Reliability and validity of chronic pain scales in adults with adverse childhood experiences
Deborah L. Helitzer, Cristina Murray-Krezan, David A. Graeber, Joanna G. Katzman, Daniel Duhigg, Robert L. Rhyne
Background: Chronic non-cancer pain (CNCP) affects millions of people and is a leading cause of disability. The progression of chronic pain is closely tied to anxiety and depression but less is known about the relationship between chronic pain and adverse childhood experiences (ACE). Two commonly used pain assessments, the short form-McGill pain questionnaire-2 (McGill) and the brief pain inventory short form (BPI), have been validated in populations with CNCP patients but have not been validated in populations of CNCP patients with ACE. In addition, we wanted to assess the test-retest reliability and internal consistency of the Brief Adverse Childhood Events Survey (BRACES), an original instrument developed by the authors, with CNCP patients. Methods: This study enrolled 123 patients with CNCP from an academic multidisciplinary pain clinic at the Clinical Trials Unit of our Clinical and Translational Science Center. ACE was not inclusion criteria. All patients had one of five CNCP pain diagnoses. We administered the three instruments twice, separated by 2 weeks. The analysis compared psychometric properties of the instruments in patients who had ACE and those who did not. Results: There was significant correlation of the scores between the two participant visits (r = 0.68, 0.85) and internal consistency was high (Cronbach-α = 0.68, 0.85). Around 70% of the study participants endorsed one or more categories of ACE, and 30% of study participants endorsed four to six ACE categories. Agreement between visits for reported ACE categories was high (κ = 0.72, 0.85). Demographic and pain characteristics were not different between patients reporting ACE and those who did not. Conclusions: The McGill, BPI, and BRACES instruments were reliable and internally consistent in both populations.
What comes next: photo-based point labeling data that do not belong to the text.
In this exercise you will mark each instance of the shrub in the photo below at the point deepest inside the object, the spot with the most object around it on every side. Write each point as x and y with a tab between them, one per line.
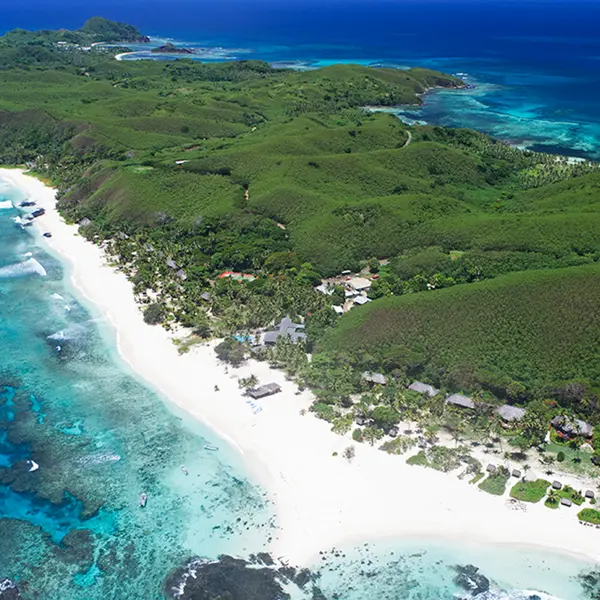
324	411
495	483
154	313
357	435
589	515
530	491
231	351
418	459
349	453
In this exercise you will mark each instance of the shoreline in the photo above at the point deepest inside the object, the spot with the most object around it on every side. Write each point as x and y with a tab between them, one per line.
321	501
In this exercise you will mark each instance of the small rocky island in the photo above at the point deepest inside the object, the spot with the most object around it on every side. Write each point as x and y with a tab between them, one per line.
169	48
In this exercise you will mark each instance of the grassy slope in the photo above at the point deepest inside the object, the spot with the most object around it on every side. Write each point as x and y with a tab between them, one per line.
541	326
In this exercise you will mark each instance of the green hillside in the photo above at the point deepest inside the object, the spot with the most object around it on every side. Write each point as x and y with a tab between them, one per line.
534	332
292	177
They also appear to be useful in evaluating the relationship between the quality (McGill), severity and interference (BPI) of CNCP in individuals with a history of ACE. Future research studying the relationship between ACE and chronic pain syndromes in adults can confidently utilize these instruments to help understand the role that ACE may play in the course of chronic pain and potential treatments.